Очнулся он глубокой ночью, в полной темноте, весь мокрый от пота и с бешено колотящимся сердцем после какого-то кошмара. Джон поднял руку, чтобы убрать с лица прилипшие волосы, и ощутил тяжелые оковы, о которых успел позабыть. Кандалы звякнули, и часовой у входа в палатку, вырисовывающийся в ночи темным силуэтом, резко обернулся. Однако, когда Грей со звоном начал ворочаться, тот снова расслабился.
«Паршиво», — подумалось в полусне. Даже не помастурбировать, если вдруг захочется. Он этой мысли он сдавленно фыркнул, что, к счастью, прозвучало как хриплый выдох.
Рядом, шурша простыней, заворочался кто-то еще. Смит, наверное, который спит на холщовом матрасе, набитом травой; в душной палатке слегка пахло затхлым сеном. Такие матрасы входили в оснащение британской армии; Смит, должно быть, прихватил его вместе с прочим оборудованием, сменив лишь мундир.

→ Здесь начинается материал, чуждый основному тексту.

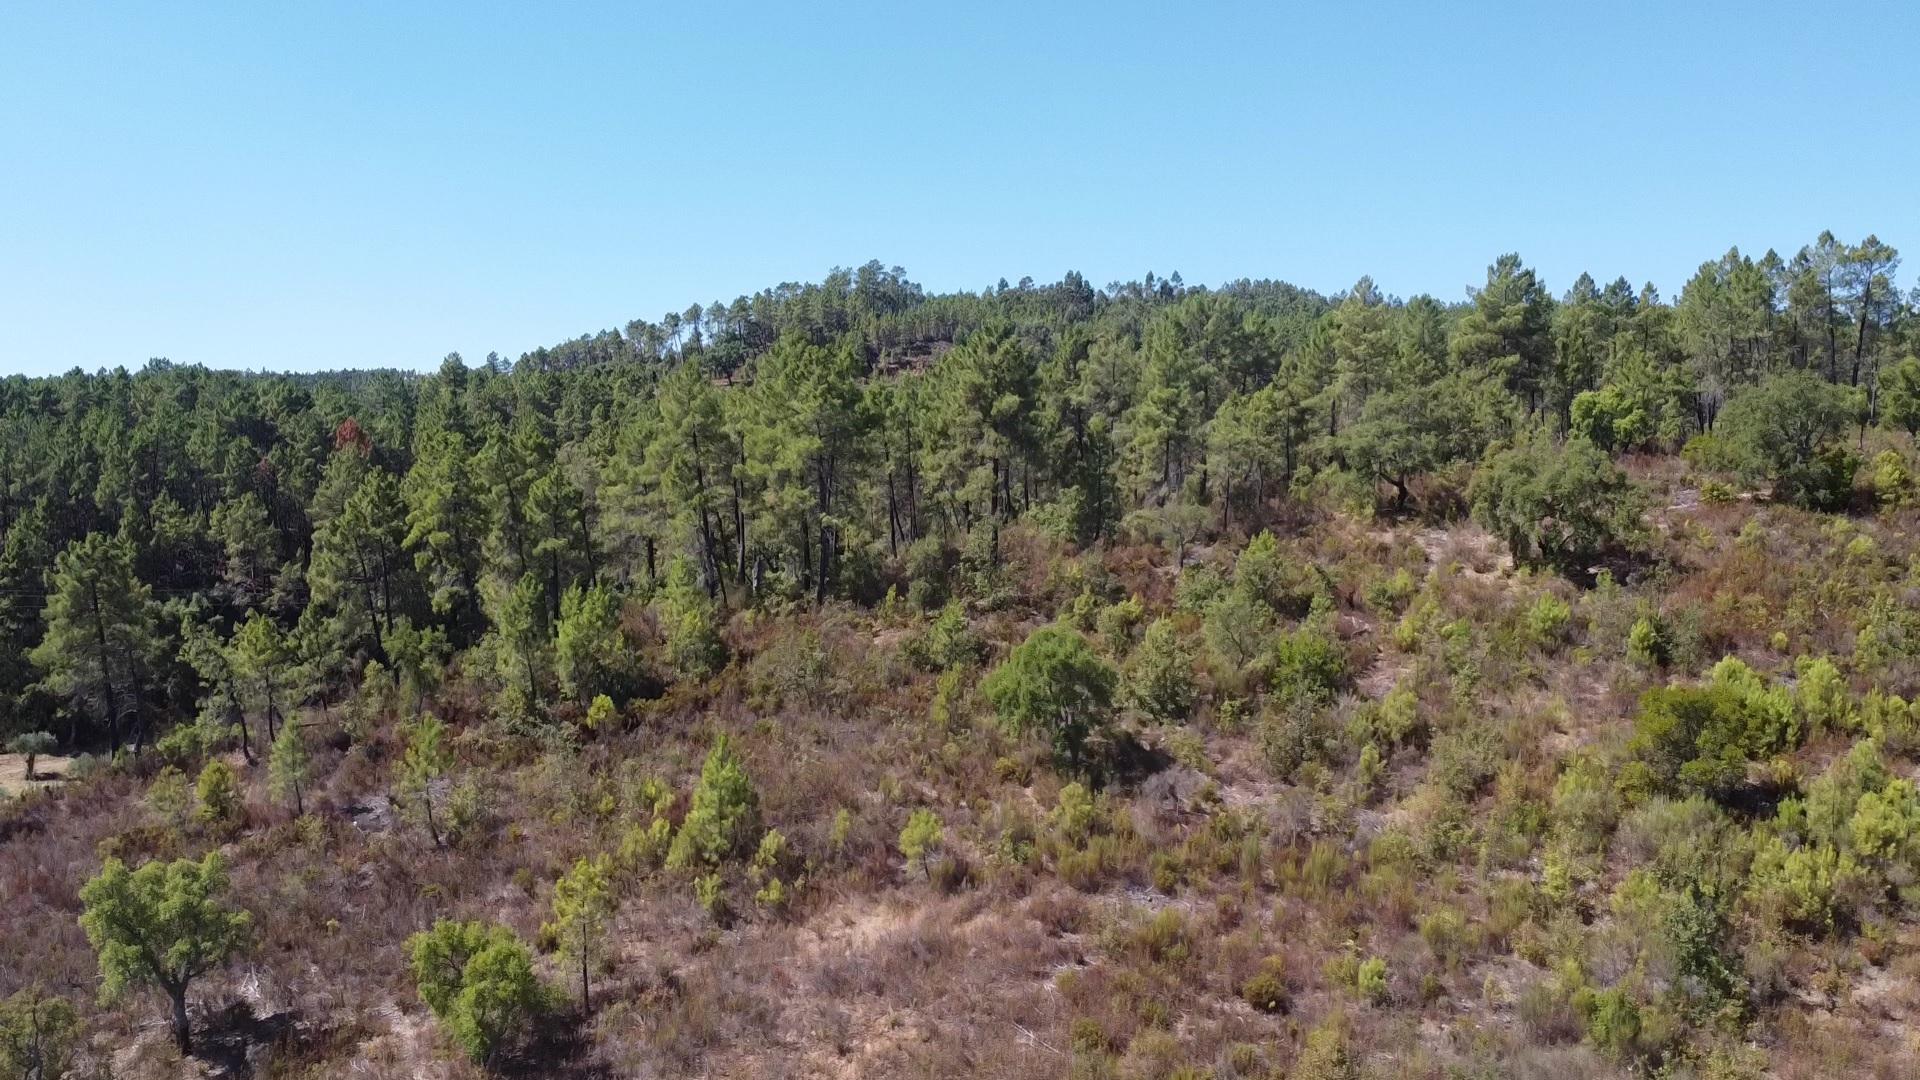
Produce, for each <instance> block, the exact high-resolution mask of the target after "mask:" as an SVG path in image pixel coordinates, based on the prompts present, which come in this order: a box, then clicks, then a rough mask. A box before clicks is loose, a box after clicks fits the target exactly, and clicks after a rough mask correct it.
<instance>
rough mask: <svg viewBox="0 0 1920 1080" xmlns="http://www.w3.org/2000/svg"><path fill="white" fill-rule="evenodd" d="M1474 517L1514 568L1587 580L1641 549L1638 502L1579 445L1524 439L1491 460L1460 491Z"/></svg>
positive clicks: (1590, 445) (1639, 509) (1634, 490)
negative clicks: (1498, 545)
mask: <svg viewBox="0 0 1920 1080" xmlns="http://www.w3.org/2000/svg"><path fill="white" fill-rule="evenodd" d="M1467 498H1469V502H1471V503H1473V517H1475V521H1478V523H1480V527H1484V528H1486V530H1488V532H1492V534H1496V536H1500V538H1501V540H1505V542H1507V548H1509V550H1511V552H1513V561H1517V563H1521V565H1530V567H1546V569H1551V571H1557V573H1561V575H1567V577H1571V578H1576V580H1586V578H1588V575H1590V567H1592V565H1594V563H1597V561H1601V559H1605V557H1609V555H1613V553H1620V552H1626V550H1632V548H1634V546H1638V544H1640V538H1642V536H1644V532H1645V528H1644V525H1642V521H1640V515H1642V511H1644V507H1645V496H1644V494H1642V492H1640V490H1638V488H1636V486H1634V482H1632V480H1628V479H1626V475H1624V473H1620V471H1619V469H1617V467H1615V465H1613V459H1611V457H1607V454H1605V452H1601V450H1599V448H1596V446H1594V444H1592V442H1586V440H1584V438H1576V440H1572V442H1567V444H1565V446H1553V444H1551V442H1549V440H1546V438H1530V440H1526V442H1521V444H1519V446H1513V448H1509V450H1500V452H1496V454H1492V455H1490V457H1488V459H1486V461H1484V463H1482V465H1480V469H1478V471H1476V473H1475V477H1473V484H1471V486H1469V490H1467Z"/></svg>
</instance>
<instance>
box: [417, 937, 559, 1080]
mask: <svg viewBox="0 0 1920 1080" xmlns="http://www.w3.org/2000/svg"><path fill="white" fill-rule="evenodd" d="M407 959H409V961H411V967H413V982H415V986H417V988H419V990H420V999H422V1001H426V1007H428V1009H432V1013H434V1017H438V1019H440V1022H444V1024H445V1026H447V1034H449V1036H451V1038H453V1042H455V1043H459V1047H461V1049H463V1051H467V1055H468V1057H470V1059H472V1061H474V1063H478V1065H490V1063H492V1061H493V1059H495V1057H497V1055H499V1051H501V1049H505V1047H507V1043H509V1042H511V1040H515V1038H516V1036H522V1034H524V1032H526V1028H528V1024H530V1022H532V1020H534V1019H536V1017H540V1013H541V1011H545V1007H547V990H545V988H543V986H541V984H540V976H538V974H534V953H532V951H530V949H528V947H526V944H524V942H520V938H516V936H515V934H513V930H509V928H505V926H495V924H488V922H455V920H447V919H442V920H438V922H434V928H432V930H422V932H419V934H415V936H411V938H407Z"/></svg>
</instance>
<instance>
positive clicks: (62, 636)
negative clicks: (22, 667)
mask: <svg viewBox="0 0 1920 1080" xmlns="http://www.w3.org/2000/svg"><path fill="white" fill-rule="evenodd" d="M40 619H42V623H44V625H46V636H44V638H42V640H40V644H38V646H36V648H35V650H33V653H31V659H33V663H35V667H38V669H40V671H42V673H46V678H44V686H46V688H48V690H50V692H54V694H58V696H61V698H65V700H67V701H71V705H73V711H75V717H79V713H83V711H84V713H92V715H96V717H98V719H100V724H102V726H104V728H106V732H108V742H109V746H111V749H113V751H115V753H117V751H119V746H121V721H123V719H125V717H127V715H129V713H131V715H132V717H134V721H136V723H138V724H140V728H136V734H134V744H136V746H138V742H140V736H142V734H144V723H140V715H142V696H140V678H142V667H144V661H146V657H148V653H150V651H152V650H154V646H156V636H154V615H152V590H150V588H148V586H146V584H144V582H140V580H138V578H136V577H134V573H132V544H129V542H127V540H123V538H111V536H106V534H102V532H94V534H88V536H84V538H81V540H75V542H73V544H71V546H69V548H67V550H65V552H61V553H60V559H56V561H54V577H52V582H50V592H48V598H46V609H44V611H42V615H40ZM69 742H77V738H69Z"/></svg>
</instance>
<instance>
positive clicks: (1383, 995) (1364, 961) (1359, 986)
mask: <svg viewBox="0 0 1920 1080" xmlns="http://www.w3.org/2000/svg"><path fill="white" fill-rule="evenodd" d="M1354 992H1356V994H1359V995H1361V997H1365V999H1367V1001H1373V1003H1375V1005H1379V1003H1382V1001H1386V961H1384V959H1380V957H1367V959H1363V961H1359V967H1357V969H1356V970H1354Z"/></svg>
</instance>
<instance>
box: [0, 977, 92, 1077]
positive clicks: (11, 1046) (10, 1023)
mask: <svg viewBox="0 0 1920 1080" xmlns="http://www.w3.org/2000/svg"><path fill="white" fill-rule="evenodd" d="M79 1034H81V1022H79V1015H77V1013H75V1011H73V1005H71V1003H67V999H65V997H52V995H48V994H42V992H40V988H38V986H29V988H25V990H19V992H15V994H13V995H12V997H8V999H6V1001H0V1076H4V1078H6V1080H56V1078H58V1076H67V1065H69V1063H71V1061H73V1047H75V1045H77V1043H79Z"/></svg>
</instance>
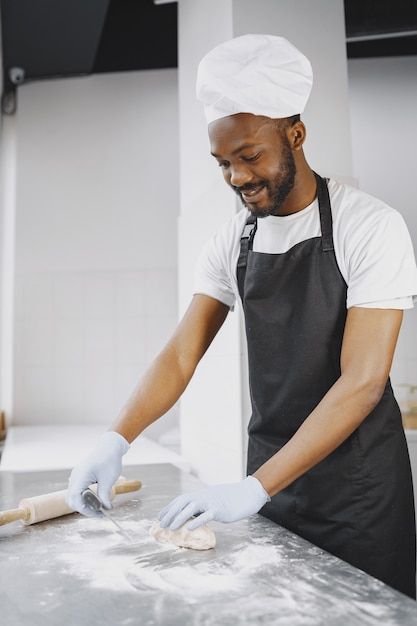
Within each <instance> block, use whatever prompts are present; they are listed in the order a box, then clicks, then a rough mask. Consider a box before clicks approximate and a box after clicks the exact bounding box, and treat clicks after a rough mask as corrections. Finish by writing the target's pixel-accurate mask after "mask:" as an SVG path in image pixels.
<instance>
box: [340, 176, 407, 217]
mask: <svg viewBox="0 0 417 626" xmlns="http://www.w3.org/2000/svg"><path fill="white" fill-rule="evenodd" d="M329 193H330V198H331V202H332V210H333V214H334V219H335V221H341V222H343V223H344V224H345V225H347V226H348V225H351V226H353V225H358V224H359V223H360V222H361V221H362V222H363V221H364V220H365V221H367V222H368V223H370V222H377V221H378V220H380V219H383V218H384V217H386V216H389V215H391V216H394V215H395V216H400V213H399V212H398V211H396V210H395V209H394V208H392V207H391V206H389V205H388V204H386V203H385V202H383V201H382V200H379V199H378V198H376V197H375V196H372V195H371V194H369V193H366V192H365V191H361V190H360V189H357V188H356V187H352V186H351V185H346V184H343V183H340V182H338V181H336V180H334V179H330V181H329Z"/></svg>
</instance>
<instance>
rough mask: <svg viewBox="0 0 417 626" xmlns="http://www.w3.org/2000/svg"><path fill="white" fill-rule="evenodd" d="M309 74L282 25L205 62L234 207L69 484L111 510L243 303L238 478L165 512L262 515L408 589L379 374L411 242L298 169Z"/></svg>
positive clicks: (396, 228)
mask: <svg viewBox="0 0 417 626" xmlns="http://www.w3.org/2000/svg"><path fill="white" fill-rule="evenodd" d="M311 87H312V70H311V65H310V63H309V61H308V60H307V58H306V57H305V56H304V55H303V54H301V53H300V52H299V51H298V50H297V49H296V48H295V47H294V46H293V45H291V44H290V43H289V42H288V41H287V40H285V39H283V38H281V37H274V36H269V35H244V36H242V37H237V38H235V39H232V40H231V41H228V42H225V43H222V44H221V45H219V46H217V47H216V48H214V49H213V50H212V51H211V52H209V53H208V54H207V55H206V56H205V57H204V58H203V60H202V61H201V63H200V66H199V70H198V79H197V95H198V98H199V99H200V100H201V101H202V102H203V104H204V108H205V113H206V117H207V122H208V132H209V138H210V144H211V151H212V154H213V157H214V158H215V159H216V160H217V162H218V164H219V166H220V168H221V172H222V174H223V177H224V180H225V182H226V183H227V184H228V185H229V186H230V187H231V188H232V189H233V191H235V192H236V193H237V195H238V196H239V198H240V199H241V201H242V204H243V207H244V208H243V210H241V211H239V212H238V213H237V214H236V215H235V216H234V217H233V218H232V219H231V220H230V221H229V222H228V223H226V224H225V225H224V226H221V227H220V229H219V231H218V232H217V233H216V235H215V236H214V237H213V238H212V239H211V240H210V241H209V242H208V244H207V245H206V246H205V248H204V249H203V251H202V253H201V255H200V258H199V261H198V263H197V269H196V280H195V287H194V296H193V299H192V301H191V304H190V306H189V308H188V310H187V311H186V313H185V315H184V317H183V319H182V320H181V322H180V323H179V325H178V327H177V329H176V331H175V333H174V335H173V337H172V338H171V339H170V341H169V342H168V344H167V345H166V347H165V348H164V349H163V351H162V352H161V353H160V354H159V355H158V356H157V358H156V359H155V360H154V362H153V364H152V365H151V367H150V368H149V370H148V372H147V373H146V374H145V376H144V378H143V379H142V381H141V382H140V383H139V385H138V386H137V388H136V390H135V391H134V393H133V395H132V397H131V398H130V400H129V401H128V403H127V405H126V407H125V408H124V409H123V411H122V413H121V415H120V416H119V418H118V419H117V421H116V422H115V424H114V425H113V428H112V429H111V430H110V431H109V432H107V433H105V434H104V435H103V436H102V438H101V439H100V440H99V442H98V444H97V446H96V448H95V450H94V451H93V452H92V453H91V455H90V456H89V457H88V458H87V459H86V460H85V461H83V462H82V463H81V464H80V465H78V466H77V467H76V468H74V470H73V472H72V474H71V478H70V484H69V504H70V506H72V507H73V508H75V509H77V510H79V511H80V512H82V513H88V512H87V511H85V510H84V509H83V505H82V502H81V498H80V494H81V492H82V491H83V490H84V489H85V488H86V487H87V486H88V485H89V484H90V483H92V482H97V483H98V490H99V495H100V497H101V499H102V500H103V501H104V504H105V505H106V506H109V507H110V506H111V505H110V501H109V492H110V488H111V486H112V484H113V483H114V481H115V480H116V479H117V477H118V476H119V474H120V470H121V462H122V457H123V454H124V453H125V452H126V451H127V450H128V448H129V442H131V441H132V440H133V439H135V437H137V436H138V434H139V433H141V432H142V431H143V430H144V429H145V428H146V427H147V426H148V425H149V424H151V423H152V422H154V421H155V420H156V419H157V418H159V417H160V416H161V415H163V414H164V413H165V412H166V411H167V410H168V409H169V408H170V407H171V406H172V405H173V404H174V403H175V402H176V401H177V400H178V398H179V397H180V396H181V394H182V393H183V391H184V390H185V388H186V386H187V384H188V382H189V381H190V379H191V377H192V375H193V373H194V370H195V368H196V366H197V364H198V363H199V361H200V359H201V358H202V356H203V355H204V353H205V352H206V350H207V348H208V347H209V345H210V343H211V342H212V340H213V338H214V337H215V335H216V333H217V332H218V330H219V329H220V327H221V326H222V324H223V322H224V320H225V318H226V316H227V314H228V311H229V310H230V309H232V308H233V306H234V304H235V301H236V299H238V298H240V300H241V302H242V305H243V311H244V315H245V323H246V334H247V343H248V357H249V378H250V390H251V400H252V417H251V420H250V423H249V450H248V465H247V473H248V476H247V477H246V478H245V479H244V480H242V481H240V482H236V483H230V484H220V485H215V486H211V487H208V488H205V489H202V490H200V491H197V492H195V493H189V494H185V495H179V496H178V497H177V498H176V499H175V500H174V501H173V502H171V503H170V504H169V505H168V506H167V507H166V508H165V509H163V510H162V511H161V513H160V520H161V525H162V526H163V527H167V526H169V527H170V528H171V529H175V528H178V527H179V526H181V525H182V524H184V523H185V522H187V520H189V519H190V518H191V517H192V516H195V519H193V520H192V521H191V522H190V523H189V524H188V527H189V528H197V527H198V526H200V525H202V524H204V523H206V522H207V521H209V520H217V521H220V522H233V521H236V520H239V519H242V518H244V517H246V516H249V515H253V514H255V513H257V512H258V511H260V512H261V514H262V515H264V516H266V517H268V518H270V519H271V520H273V521H274V522H276V523H277V524H281V525H282V526H285V527H286V528H288V529H289V530H291V531H293V532H295V533H297V534H298V535H301V536H302V537H304V538H306V539H308V540H309V541H311V542H313V543H314V544H316V545H317V546H320V547H321V548H324V549H325V550H327V551H328V552H330V553H332V554H335V555H336V556H338V557H340V558H342V559H344V560H345V561H348V562H349V563H351V564H352V565H354V566H356V567H358V568H360V569H362V570H364V571H365V572H367V573H368V574H371V575H372V576H375V577H376V578H378V579H380V580H382V581H384V582H385V583H387V584H388V585H391V586H392V587H394V588H396V589H398V590H399V591H402V592H403V593H405V594H407V595H409V596H411V597H415V558H416V545H415V517H414V504H413V487H412V478H411V470H410V462H409V457H408V451H407V444H406V440H405V436H404V431H403V427H402V422H401V414H400V410H399V407H398V404H397V402H396V400H395V397H394V395H393V391H392V387H391V384H390V380H389V373H390V368H391V364H392V359H393V355H394V350H395V345H396V342H397V337H398V333H399V331H400V326H401V322H402V318H403V311H404V309H409V308H412V306H413V296H414V295H416V294H417V269H416V264H415V258H414V253H413V248H412V244H411V240H410V236H409V233H408V231H407V227H406V225H405V223H404V221H403V219H402V217H401V215H400V214H399V213H398V212H397V211H396V210H394V209H392V208H391V207H389V206H387V205H386V204H384V203H383V202H381V201H380V200H377V199H375V198H373V197H372V196H369V195H368V194H365V193H363V192H361V191H359V190H357V189H355V188H353V187H350V186H347V185H344V184H341V183H339V182H337V181H336V180H333V179H330V180H327V179H325V178H322V177H321V176H319V175H318V174H316V173H315V172H314V171H313V170H312V169H311V168H310V166H309V165H308V163H307V161H306V159H305V156H304V153H303V144H304V141H305V138H306V128H305V126H304V124H303V122H302V121H301V119H300V114H301V113H302V112H303V110H304V107H305V105H306V102H307V100H308V97H309V94H310V91H311ZM329 106H331V102H329ZM326 132H329V133H331V129H327V130H326ZM334 149H335V150H337V146H335V148H334ZM215 462H216V459H215V458H214V459H213V463H215Z"/></svg>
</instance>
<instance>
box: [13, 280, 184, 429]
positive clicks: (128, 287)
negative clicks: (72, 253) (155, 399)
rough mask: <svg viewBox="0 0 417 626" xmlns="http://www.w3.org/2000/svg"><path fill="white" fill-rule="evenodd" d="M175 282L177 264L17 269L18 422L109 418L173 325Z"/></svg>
mask: <svg viewBox="0 0 417 626" xmlns="http://www.w3.org/2000/svg"><path fill="white" fill-rule="evenodd" d="M176 284H177V281H176V273H175V269H160V268H159V269H150V270H141V271H137V272H132V271H127V272H107V271H106V272H48V273H46V272H45V273H36V274H35V273H34V274H29V273H26V272H20V273H18V274H17V290H16V294H17V295H16V326H15V348H16V350H15V354H16V360H15V388H14V399H15V421H14V423H15V424H36V423H42V424H57V423H61V424H74V423H75V424H76V423H101V424H109V423H110V422H111V421H112V420H113V419H114V418H115V417H116V415H117V413H118V412H119V410H120V409H121V408H122V406H123V405H124V404H125V403H126V401H127V399H128V396H129V395H130V393H131V392H132V390H133V388H134V387H135V385H136V383H137V382H138V381H139V379H140V377H141V376H142V375H143V373H144V371H145V369H146V367H147V365H148V364H149V363H150V362H151V360H152V359H153V358H154V357H155V356H156V354H157V352H158V351H159V350H160V349H161V348H162V347H163V345H164V343H165V341H166V340H167V339H168V337H169V336H170V334H171V333H172V332H173V330H174V328H175V325H176V322H177V320H176V309H177V296H176ZM177 421H178V409H177V407H175V408H174V409H172V410H171V411H170V413H169V415H168V416H166V417H165V418H164V423H163V425H162V426H161V425H158V426H151V428H150V429H149V430H148V434H149V435H150V436H151V437H152V433H153V434H154V436H159V434H161V432H163V431H164V430H166V429H167V428H171V427H173V426H174V425H175V424H176V423H177Z"/></svg>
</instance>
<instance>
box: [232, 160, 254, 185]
mask: <svg viewBox="0 0 417 626" xmlns="http://www.w3.org/2000/svg"><path fill="white" fill-rule="evenodd" d="M252 179H253V176H252V173H251V172H250V171H249V170H248V169H247V168H246V167H245V165H244V164H243V163H239V165H235V166H233V167H230V178H229V183H230V184H231V185H233V187H244V186H245V185H247V184H248V183H251V182H252Z"/></svg>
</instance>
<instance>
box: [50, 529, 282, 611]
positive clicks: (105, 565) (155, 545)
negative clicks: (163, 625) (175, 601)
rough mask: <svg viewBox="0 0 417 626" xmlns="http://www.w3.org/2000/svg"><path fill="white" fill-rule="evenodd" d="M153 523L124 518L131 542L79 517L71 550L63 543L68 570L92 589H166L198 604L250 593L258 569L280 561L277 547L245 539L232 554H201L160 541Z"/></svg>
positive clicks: (279, 553)
mask: <svg viewBox="0 0 417 626" xmlns="http://www.w3.org/2000/svg"><path fill="white" fill-rule="evenodd" d="M150 525H151V521H150V520H138V521H135V522H133V521H128V522H127V521H125V522H123V528H124V529H125V530H126V531H128V532H129V534H130V536H131V537H132V539H133V543H132V544H129V543H127V542H126V541H124V539H123V537H122V536H121V535H120V534H119V533H117V532H114V531H113V529H112V528H111V525H109V523H108V522H107V521H106V520H97V519H95V520H91V519H88V518H83V519H80V520H79V522H78V523H77V525H76V528H74V529H73V532H71V533H68V534H67V535H66V538H65V541H66V542H67V543H68V544H70V545H69V546H68V548H69V549H68V551H66V550H65V544H64V546H63V549H62V552H61V553H60V555H59V561H60V563H61V565H62V568H63V570H65V571H66V572H69V573H70V574H71V575H72V576H75V577H78V578H79V579H82V580H83V582H84V584H86V583H87V584H89V585H90V586H91V587H92V588H100V589H110V590H112V591H115V590H119V591H123V590H129V591H132V590H134V589H137V590H140V591H142V592H143V591H147V592H156V591H163V592H165V593H172V594H180V595H181V596H182V597H183V598H188V599H189V601H191V602H193V601H194V600H197V599H199V598H200V599H201V598H202V597H203V596H207V598H209V596H210V594H213V593H216V594H228V595H230V594H231V593H233V592H236V593H242V592H244V591H245V589H247V590H248V592H249V591H250V587H251V580H252V581H253V576H254V575H255V576H256V570H257V569H258V568H262V569H263V570H264V569H265V567H267V566H268V565H274V566H276V564H277V563H278V562H279V561H280V559H281V556H280V551H279V548H277V547H276V546H274V545H271V544H269V545H263V543H262V544H249V545H247V544H246V543H242V542H240V543H239V542H238V543H237V544H236V545H235V546H234V548H233V550H231V551H229V552H227V551H223V552H221V551H220V550H216V549H215V550H210V551H207V552H205V553H204V555H203V556H201V554H202V553H196V552H194V551H190V550H187V549H186V548H176V547H175V546H172V545H169V544H160V543H158V542H156V541H155V540H154V539H153V538H152V537H150V536H149V535H148V532H149V527H150ZM77 544H78V545H79V547H80V549H77ZM208 552H210V555H209V556H208V557H207V555H208Z"/></svg>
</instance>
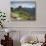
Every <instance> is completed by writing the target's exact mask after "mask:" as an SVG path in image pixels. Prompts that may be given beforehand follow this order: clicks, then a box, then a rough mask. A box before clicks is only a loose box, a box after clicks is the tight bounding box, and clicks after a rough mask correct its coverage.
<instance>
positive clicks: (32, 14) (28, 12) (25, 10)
mask: <svg viewBox="0 0 46 46" xmlns="http://www.w3.org/2000/svg"><path fill="white" fill-rule="evenodd" d="M20 10H22V11H26V12H28V13H29V14H32V15H33V16H35V8H22V7H18V8H13V7H11V11H20Z"/></svg>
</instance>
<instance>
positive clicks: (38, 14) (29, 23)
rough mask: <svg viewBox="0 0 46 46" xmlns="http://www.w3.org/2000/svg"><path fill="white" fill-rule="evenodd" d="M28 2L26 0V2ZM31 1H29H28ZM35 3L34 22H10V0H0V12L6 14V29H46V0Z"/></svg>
mask: <svg viewBox="0 0 46 46" xmlns="http://www.w3.org/2000/svg"><path fill="white" fill-rule="evenodd" d="M26 1H28V0H26ZM30 1H31V0H30ZM32 1H36V21H15V22H13V21H12V22H11V21H10V0H0V10H1V9H2V10H3V11H5V12H6V15H7V20H8V21H9V22H8V21H7V22H6V24H5V26H6V27H46V0H32Z"/></svg>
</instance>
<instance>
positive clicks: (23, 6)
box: [11, 2, 35, 8]
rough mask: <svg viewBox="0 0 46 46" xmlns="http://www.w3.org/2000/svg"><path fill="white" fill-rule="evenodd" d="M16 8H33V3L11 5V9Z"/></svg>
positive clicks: (12, 4) (34, 4)
mask: <svg viewBox="0 0 46 46" xmlns="http://www.w3.org/2000/svg"><path fill="white" fill-rule="evenodd" d="M18 6H22V7H23V8H35V3H31V2H30V3H29V2H28V3H16V2H14V3H11V7H14V8H17V7H18Z"/></svg>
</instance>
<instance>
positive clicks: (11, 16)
mask: <svg viewBox="0 0 46 46" xmlns="http://www.w3.org/2000/svg"><path fill="white" fill-rule="evenodd" d="M10 8H11V20H13V21H15V20H24V21H25V20H35V19H36V13H35V12H36V3H35V2H34V1H32V2H31V1H28V2H26V1H25V2H24V1H23V2H22V1H18V2H17V1H11V7H10Z"/></svg>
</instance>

А зачем он вообще это сделал?.. Грей недоумевал, разглядывая сгорбившийся силуэт на светлом холсте. Ради карьерного роста? Континентальная армия, испытывая недостаток в профессиональных военных, предлагала быстрое продвижение по службе, и любой капитан запросто мог получить майорский, а то и генеральский чин, в то время как в Англии новое звание можно было лишь купить за весьма приличные деньги.
Хотя что толку в чине без оплаты? Грей давно не был шпионом, но связи остались, и он знал кое-кого, кто ныне промышлял этим делом. Как ему рассказывали, у американского Конгресса вообще нет денег и он всецело зависит от займов и ссуд, которые поступают весьма нерегулярно. В основном из Франции и Испании (хотя, разумеется, французы этого никогда не признают). Порой деньги дают еврейские ростовщики, как сказал один из его информаторов. То ли Саломон, то ли Соломон… Как же его звали-то?..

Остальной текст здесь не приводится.